UPDATE: 14 Sep. 2000
VOLUME 2, 1995
CALCIUM-BINDING PROTEINS 1
EF-hand proteins can be classified into 66 distinct subfamilies of proteins that contain from two to twelve EF-hand domains [6372c]. Table 1 summarizes the characteristics of each of the subfamilies as well as their abbreviations which are used in the text. Calmodulin (CAM) is probably found in all cells of all eukaryotes and has been extensively studied; it alone might well form the subject for an entire treatise. For others, such as CAM-related gene product (CRGP), little more than the sequence of its cDNA is known. Hence, the 66 subsections that deal with individual proteins vary in length and content. The next section describes the general characteristics of the EF-hand domain and how it differs from numerous analogs. We then survey the role of calcium in signal transduction within the cytosol. We conclude by considering some general characteristics of EF-hand proteins and how they might relate to cell signalling.
In the second major section we summarize individual characteristics of each of the 66 subfamilies, for some in extensive tabulations, for others in a sentence. In the third section we present sequence alignments and some of the generalizations that can be drawn from a thousand EF-hands of known sequence. Crystal structures are available for eight subfamilies, the subject of the fourth major section.

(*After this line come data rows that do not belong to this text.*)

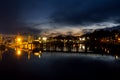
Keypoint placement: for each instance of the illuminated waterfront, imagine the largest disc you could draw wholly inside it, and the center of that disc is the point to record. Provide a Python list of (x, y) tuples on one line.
[(24, 64)]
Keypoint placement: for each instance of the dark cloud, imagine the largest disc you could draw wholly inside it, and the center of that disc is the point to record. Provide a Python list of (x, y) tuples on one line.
[(76, 12), (10, 18)]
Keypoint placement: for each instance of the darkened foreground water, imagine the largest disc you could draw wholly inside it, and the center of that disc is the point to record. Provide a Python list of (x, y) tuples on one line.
[(36, 66)]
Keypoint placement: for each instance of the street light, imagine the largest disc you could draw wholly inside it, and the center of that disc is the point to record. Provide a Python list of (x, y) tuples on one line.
[(44, 38)]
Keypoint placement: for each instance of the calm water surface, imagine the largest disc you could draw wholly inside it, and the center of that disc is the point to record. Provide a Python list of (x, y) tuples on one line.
[(19, 64)]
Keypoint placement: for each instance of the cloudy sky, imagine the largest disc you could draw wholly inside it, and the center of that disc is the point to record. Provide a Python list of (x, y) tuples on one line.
[(58, 16)]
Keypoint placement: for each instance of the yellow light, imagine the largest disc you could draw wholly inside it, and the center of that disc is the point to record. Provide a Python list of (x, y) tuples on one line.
[(44, 38), (18, 52)]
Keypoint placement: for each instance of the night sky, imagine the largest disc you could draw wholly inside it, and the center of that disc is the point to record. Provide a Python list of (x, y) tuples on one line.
[(58, 16)]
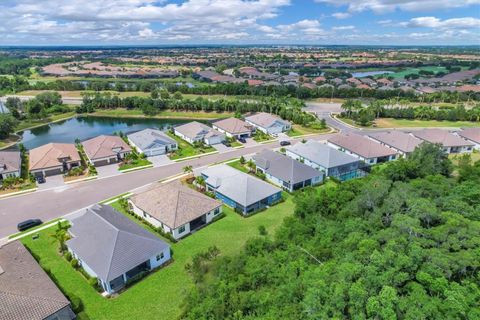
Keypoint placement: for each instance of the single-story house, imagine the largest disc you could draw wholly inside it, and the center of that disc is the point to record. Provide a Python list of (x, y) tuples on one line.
[(10, 164), (472, 135), (233, 128), (152, 142), (240, 191), (451, 143), (103, 150), (175, 208), (321, 157), (399, 141), (268, 123), (286, 172), (53, 158), (198, 132), (113, 248), (26, 291), (363, 148)]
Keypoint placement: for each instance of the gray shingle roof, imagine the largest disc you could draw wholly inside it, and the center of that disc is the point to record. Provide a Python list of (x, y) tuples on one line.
[(174, 204), (322, 154), (150, 138), (398, 139), (283, 167), (110, 243), (238, 186), (26, 291)]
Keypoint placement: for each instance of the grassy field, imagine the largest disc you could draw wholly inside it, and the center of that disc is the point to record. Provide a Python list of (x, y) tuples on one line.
[(167, 114), (298, 130), (158, 296), (406, 123), (185, 149)]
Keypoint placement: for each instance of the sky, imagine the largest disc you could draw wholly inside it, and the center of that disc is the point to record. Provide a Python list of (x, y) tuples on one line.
[(190, 22)]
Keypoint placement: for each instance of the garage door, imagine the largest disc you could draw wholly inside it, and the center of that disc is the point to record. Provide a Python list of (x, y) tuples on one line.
[(53, 172)]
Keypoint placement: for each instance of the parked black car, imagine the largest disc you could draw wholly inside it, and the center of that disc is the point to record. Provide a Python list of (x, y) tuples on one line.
[(27, 224), (40, 179)]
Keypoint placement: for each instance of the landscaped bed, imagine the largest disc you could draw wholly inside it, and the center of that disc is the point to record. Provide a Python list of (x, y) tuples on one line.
[(160, 293)]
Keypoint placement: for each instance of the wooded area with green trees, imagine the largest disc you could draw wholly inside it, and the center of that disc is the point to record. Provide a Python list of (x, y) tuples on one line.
[(401, 243)]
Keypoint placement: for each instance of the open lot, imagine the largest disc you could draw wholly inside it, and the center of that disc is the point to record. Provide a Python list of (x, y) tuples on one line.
[(160, 294)]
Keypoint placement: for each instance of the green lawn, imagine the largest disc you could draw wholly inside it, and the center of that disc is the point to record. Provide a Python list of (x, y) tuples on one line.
[(167, 114), (298, 130), (158, 296), (185, 149)]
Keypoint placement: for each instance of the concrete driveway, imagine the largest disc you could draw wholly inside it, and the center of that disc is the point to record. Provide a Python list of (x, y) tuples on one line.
[(160, 160), (51, 182)]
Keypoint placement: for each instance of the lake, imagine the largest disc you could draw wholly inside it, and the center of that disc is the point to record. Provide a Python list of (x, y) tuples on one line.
[(369, 73), (84, 128)]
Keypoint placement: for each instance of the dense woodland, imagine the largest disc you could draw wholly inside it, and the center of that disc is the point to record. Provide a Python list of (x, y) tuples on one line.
[(402, 243)]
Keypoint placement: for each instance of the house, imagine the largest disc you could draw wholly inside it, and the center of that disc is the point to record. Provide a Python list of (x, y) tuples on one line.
[(198, 132), (103, 150), (175, 208), (26, 291), (10, 164), (472, 135), (152, 142), (268, 123), (321, 157), (240, 191), (363, 148), (53, 158), (114, 249), (286, 172), (233, 128), (451, 143), (399, 141)]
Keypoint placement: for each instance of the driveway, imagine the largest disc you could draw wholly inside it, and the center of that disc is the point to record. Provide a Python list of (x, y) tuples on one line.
[(108, 170), (160, 160), (51, 182)]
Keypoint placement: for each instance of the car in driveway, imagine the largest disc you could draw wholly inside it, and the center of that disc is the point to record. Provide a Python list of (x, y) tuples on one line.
[(27, 224)]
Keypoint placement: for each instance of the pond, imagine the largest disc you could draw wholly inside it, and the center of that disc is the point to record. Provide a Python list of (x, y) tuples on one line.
[(88, 127), (369, 73)]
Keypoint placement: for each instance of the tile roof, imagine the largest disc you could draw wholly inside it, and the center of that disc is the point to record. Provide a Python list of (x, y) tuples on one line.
[(26, 291), (105, 146), (238, 186), (443, 137), (397, 139), (283, 167), (472, 134), (361, 145), (48, 155), (10, 161), (233, 125), (110, 243), (174, 204), (150, 138), (322, 154)]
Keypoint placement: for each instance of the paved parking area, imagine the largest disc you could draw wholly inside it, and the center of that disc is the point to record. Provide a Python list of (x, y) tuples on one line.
[(108, 170), (51, 182), (161, 160)]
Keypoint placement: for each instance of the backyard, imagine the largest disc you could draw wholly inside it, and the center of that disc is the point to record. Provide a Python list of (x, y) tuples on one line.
[(161, 292)]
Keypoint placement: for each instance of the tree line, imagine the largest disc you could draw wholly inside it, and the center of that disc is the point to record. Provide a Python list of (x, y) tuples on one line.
[(401, 243)]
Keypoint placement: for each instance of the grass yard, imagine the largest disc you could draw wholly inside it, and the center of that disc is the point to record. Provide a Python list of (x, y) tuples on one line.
[(185, 149), (407, 123), (298, 130), (167, 114), (158, 296)]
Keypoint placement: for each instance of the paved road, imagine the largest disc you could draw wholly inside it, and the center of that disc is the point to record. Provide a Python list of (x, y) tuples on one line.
[(54, 203)]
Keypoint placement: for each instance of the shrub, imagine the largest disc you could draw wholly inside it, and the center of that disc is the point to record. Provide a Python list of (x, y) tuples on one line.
[(74, 263)]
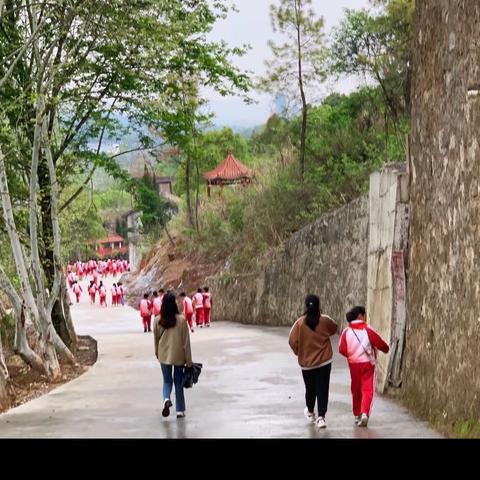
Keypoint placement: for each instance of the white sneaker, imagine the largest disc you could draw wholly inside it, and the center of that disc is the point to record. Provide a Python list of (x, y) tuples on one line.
[(321, 423), (363, 422), (310, 416), (166, 407)]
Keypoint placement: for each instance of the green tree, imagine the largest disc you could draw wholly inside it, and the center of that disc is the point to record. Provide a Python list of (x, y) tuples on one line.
[(379, 46), (66, 69), (299, 61)]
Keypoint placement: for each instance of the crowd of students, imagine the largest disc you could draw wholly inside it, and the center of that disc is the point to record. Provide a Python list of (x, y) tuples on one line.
[(196, 309), (92, 271)]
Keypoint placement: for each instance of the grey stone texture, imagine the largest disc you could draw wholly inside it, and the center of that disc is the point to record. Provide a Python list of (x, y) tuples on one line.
[(327, 258), (442, 358)]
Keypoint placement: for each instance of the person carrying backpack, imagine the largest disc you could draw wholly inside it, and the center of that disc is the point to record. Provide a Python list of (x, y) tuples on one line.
[(359, 344)]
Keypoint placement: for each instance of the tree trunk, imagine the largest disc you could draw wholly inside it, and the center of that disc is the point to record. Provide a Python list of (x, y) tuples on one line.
[(187, 191), (197, 195), (22, 347), (303, 134), (169, 236), (4, 403), (61, 308)]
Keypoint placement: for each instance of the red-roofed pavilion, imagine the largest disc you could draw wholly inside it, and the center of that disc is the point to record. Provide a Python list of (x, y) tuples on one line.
[(230, 172)]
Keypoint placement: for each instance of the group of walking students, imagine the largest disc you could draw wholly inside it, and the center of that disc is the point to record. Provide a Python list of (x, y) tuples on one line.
[(310, 341), (199, 305)]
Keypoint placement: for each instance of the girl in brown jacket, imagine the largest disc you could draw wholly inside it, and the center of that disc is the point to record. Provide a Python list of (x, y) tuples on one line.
[(310, 341), (172, 348)]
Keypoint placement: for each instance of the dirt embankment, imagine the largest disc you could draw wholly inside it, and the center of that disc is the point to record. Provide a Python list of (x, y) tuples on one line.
[(170, 268)]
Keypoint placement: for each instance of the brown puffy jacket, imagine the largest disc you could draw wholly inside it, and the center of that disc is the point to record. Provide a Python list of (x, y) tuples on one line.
[(313, 347)]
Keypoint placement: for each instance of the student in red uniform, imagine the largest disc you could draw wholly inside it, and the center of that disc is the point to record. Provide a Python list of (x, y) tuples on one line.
[(156, 304), (77, 290), (187, 309), (146, 313), (198, 306), (92, 290), (359, 343), (122, 293), (114, 295), (102, 291), (207, 306)]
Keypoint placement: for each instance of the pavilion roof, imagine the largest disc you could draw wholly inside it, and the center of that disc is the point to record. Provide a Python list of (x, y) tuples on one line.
[(229, 170)]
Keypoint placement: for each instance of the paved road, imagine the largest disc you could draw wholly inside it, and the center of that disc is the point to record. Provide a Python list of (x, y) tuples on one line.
[(251, 387)]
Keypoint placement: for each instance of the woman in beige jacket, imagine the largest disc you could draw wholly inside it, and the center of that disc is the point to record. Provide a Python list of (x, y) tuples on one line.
[(310, 341), (172, 348)]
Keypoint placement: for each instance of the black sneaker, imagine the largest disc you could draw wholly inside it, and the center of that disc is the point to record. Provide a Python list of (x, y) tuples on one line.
[(166, 408)]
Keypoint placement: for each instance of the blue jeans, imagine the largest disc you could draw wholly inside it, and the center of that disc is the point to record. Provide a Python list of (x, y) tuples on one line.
[(168, 382)]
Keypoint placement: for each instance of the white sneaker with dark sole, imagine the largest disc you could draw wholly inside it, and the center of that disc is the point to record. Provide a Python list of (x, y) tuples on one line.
[(321, 423), (166, 408), (310, 416), (363, 420)]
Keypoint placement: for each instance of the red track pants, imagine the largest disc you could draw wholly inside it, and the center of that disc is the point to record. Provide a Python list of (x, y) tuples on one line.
[(206, 315), (362, 375), (199, 316)]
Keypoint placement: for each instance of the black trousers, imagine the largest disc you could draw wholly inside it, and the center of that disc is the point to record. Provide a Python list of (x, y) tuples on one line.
[(317, 383)]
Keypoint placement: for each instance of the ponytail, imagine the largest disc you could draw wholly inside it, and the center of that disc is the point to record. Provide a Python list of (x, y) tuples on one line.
[(312, 312)]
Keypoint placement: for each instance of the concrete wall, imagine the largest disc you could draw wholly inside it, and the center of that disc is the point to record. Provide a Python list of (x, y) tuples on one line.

The mnemonic of Figure 1 is often used to identify EF-hands because it is easily applied and reflects several structural and functional characteristics. It misses very few true EF-hands but can give false positives. Usually, a candidate sequence is compared against our database of a thousand known EF-hand domains. Consistently we find that an EF-hand homolog scores over 10 identities within the 29-residue-length motif with representatives of several established EF-hand subfamilies. The canonical EF-hand consists of an alpha-helix E (residues 1-10), a loop around the calcium ion (residues 10-21), and a second alpha-helix F (residues 19-29). The stippled alpha-carbons, indicated by n - 2, 5, 6, 9, 17, 22, 25, 26, and (29) usually have hydrophobic side chains. They point inward and interact with the homologous residues of a second EF-hand domain, related to the first by an approximate twofold rotation axis, to form a hydrophobic core. Ile, Leu, or Val at position 17 attaches the loop to the hydrophobic core. '*' indicates variable residues, often hydrophilic; Gly at position 15 permits a sharp bend in the calcium-binding loop. Residues specifically indicated reflect a strong consensus but they are not invariant. The Ca2+ ion is coordinated by an oxygen atom or bridging water molecule (-X) of the side chains of residues 10 (X), 12 (Y), 14 (Z), and 18 (-X). The ligand at vertex -Y is the carbonyl oxygen of residue 16. Position 21 (-Z) is usually Glu and is the sixth residue to coordinate calcium. Calcium binds with both oxygen atoms, contributing the sixth and seventh oxygens of a pentagonal bipyramid whose axis is 10 (X) - 18 (-X).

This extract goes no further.